There’s no worse feeling than having to drag yourself every morning to a job you hate, day in and day out – especially if you can’t see any hope for improvement. If your job has you reaching for the Zoloft followed by a whiskey chaser, it’s clearly time for a change.
But before you throw the baby out with the bathwater, you need to take a good hard look at yourself. Are you sure it’s really your job that’s getting you down, or are you unhappy in other areas of your life and using your job as a scapegoat?
You need to break down the factors contributing to your unhappiness and figure out which ones are in your control, and which aren’t. Are there any things you can do to change your situation or how you feel about it, without necessarily leaving? It all depends on what the causes of your angst are.
So your boss makes your blood boil and you’d rather gouge your eyes out than go out for drinks with your colleagues … but is there anything you can do to improve relations? Maybe, just maybe, they’re not that bad after all and you just need to make more of an effort. Can you try organising group activities like regular lunches, after-work drinks or sports activities, to help build camaraderie and improve team spirit? Or sit down to have a chat and clear the air in a non-confrontational manner? It could make all the difference and turn things around.

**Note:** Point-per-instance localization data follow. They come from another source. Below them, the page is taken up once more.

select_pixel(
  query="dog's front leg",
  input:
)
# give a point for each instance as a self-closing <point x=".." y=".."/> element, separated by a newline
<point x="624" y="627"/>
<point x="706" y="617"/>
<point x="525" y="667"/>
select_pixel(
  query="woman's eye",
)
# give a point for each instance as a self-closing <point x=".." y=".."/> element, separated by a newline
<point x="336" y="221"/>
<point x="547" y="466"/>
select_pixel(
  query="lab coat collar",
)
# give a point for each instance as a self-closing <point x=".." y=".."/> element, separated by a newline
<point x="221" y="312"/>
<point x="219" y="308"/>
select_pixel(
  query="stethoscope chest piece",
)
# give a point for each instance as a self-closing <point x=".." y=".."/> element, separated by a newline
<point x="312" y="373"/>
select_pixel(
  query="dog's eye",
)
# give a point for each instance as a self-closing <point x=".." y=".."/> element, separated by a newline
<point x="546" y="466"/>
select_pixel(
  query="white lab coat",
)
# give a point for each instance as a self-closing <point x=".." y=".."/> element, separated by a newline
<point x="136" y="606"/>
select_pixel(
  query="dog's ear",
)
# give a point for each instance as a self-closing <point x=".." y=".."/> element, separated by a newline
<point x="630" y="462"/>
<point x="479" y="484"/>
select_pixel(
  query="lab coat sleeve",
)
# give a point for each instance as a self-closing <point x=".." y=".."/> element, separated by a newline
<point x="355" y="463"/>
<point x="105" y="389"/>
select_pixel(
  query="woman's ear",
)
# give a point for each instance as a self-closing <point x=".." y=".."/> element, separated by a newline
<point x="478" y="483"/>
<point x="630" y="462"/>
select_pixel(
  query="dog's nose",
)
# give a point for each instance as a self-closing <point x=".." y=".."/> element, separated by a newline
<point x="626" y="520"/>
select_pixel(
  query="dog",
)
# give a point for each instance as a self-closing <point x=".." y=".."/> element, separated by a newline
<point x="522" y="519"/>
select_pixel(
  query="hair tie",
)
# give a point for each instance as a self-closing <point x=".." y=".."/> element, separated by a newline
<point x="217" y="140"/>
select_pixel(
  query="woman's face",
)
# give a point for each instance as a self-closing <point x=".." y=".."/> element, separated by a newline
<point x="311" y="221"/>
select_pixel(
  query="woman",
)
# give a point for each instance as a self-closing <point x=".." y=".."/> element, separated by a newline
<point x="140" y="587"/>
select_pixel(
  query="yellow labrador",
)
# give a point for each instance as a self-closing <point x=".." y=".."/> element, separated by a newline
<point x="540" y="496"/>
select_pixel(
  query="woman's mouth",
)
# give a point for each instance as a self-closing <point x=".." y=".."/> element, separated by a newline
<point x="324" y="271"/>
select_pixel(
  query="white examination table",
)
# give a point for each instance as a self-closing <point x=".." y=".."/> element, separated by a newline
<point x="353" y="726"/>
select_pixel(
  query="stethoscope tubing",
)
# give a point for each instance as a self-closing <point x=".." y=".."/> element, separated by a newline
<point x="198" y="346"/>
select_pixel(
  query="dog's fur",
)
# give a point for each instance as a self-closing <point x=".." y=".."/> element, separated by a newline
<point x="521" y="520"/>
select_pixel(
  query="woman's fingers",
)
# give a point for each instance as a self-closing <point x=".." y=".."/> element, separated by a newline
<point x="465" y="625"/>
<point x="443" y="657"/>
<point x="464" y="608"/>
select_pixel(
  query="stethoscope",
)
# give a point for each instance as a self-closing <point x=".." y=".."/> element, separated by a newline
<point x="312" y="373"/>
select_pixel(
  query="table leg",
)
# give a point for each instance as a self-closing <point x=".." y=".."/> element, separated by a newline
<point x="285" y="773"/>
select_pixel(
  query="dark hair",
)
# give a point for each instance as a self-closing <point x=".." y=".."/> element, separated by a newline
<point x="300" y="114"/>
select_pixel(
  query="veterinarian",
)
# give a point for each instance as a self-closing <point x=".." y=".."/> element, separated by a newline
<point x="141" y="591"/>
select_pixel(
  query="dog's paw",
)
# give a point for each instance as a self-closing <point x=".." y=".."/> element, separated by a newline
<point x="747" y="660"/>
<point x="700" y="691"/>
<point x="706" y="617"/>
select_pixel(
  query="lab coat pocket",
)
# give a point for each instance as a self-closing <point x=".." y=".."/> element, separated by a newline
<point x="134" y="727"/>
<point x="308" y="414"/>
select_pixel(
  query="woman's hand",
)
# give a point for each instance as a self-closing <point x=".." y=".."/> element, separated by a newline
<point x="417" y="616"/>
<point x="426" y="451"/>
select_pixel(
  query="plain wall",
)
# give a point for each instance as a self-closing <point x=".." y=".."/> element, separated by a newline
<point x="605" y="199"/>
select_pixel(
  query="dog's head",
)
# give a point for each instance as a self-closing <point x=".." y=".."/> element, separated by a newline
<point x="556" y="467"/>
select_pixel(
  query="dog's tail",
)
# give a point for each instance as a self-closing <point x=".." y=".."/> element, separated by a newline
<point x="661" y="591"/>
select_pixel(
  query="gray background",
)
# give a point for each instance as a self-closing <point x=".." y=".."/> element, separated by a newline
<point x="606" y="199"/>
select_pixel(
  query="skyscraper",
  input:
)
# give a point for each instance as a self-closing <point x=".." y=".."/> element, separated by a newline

If preparing those presentations and poring over those spreadsheets is enough to make you impersonate Munch’s The Scream, you might need to think about changing your role. Could you ask to be moved into a different area of the business? Does your work offer any training and development that you could take advantage of, to gain new skills so you can do a different type of work? If you feel you’re at a dead end, you should consider undertaking your own training to get out of your rut. With so many areas of study available online, you can get additional skills and qualifications while continuing to work full-time.
You’re good at your job and could do it with your eyes closed, but you’re bored witless. It’s time to get out of your comfort zone and shake things up. You need to make things more interesting for yourself – can you take on any new responsibilities or create your own projects that you could throw yourself into with enthusiasm?
Sometimes you can talk yourself into a negative mindset and then it becomes self-perpetuating and self-fulfilling. Sometimes you just need to snap yourself out of it, simply by shifting your attitude to a more positive one and using that same self-talk to work yourself into a positive mindframe. All of a sudden, things might not seem so bad after all.
On the other hand, sometimes you just have to know when it’s time to call it quits, cut your losses and bail. Like a relationship that’s simply not working, it may be time to shake hands with your job and make a dignified exit.
Looking for another job while you’re already working can be very tricky. You’ll have to be prepared to spend time after hours checking out job boards, and spruce up your resume so it’s ready to go when the right opening comes along. Just be sure to cover your tracks and don’t let your work performance suffer in the meantime.
Social media can be incredibly useful to get the word out that you’re on the hunt for a new job, and your Facebook/LinkedIn/Twitter friends can become useful contacts. But you also have to be extremely careful, because you don’t want the wrong sets of eyes to read about your job-hunting exploits.
With Facebook, make sure you’ve tightened up your privacy settings. If you’re FB friends with work colleagues, you might want to send your contacts private messages when putting your feelers out instead of writing ‘Hate job, seeking alternatives’ as your status update.
Whatever you do, don’t ever use social media to vent your spleen against your workplace or boss. It’s incredibly unprofessional and could potentially land you in hot water!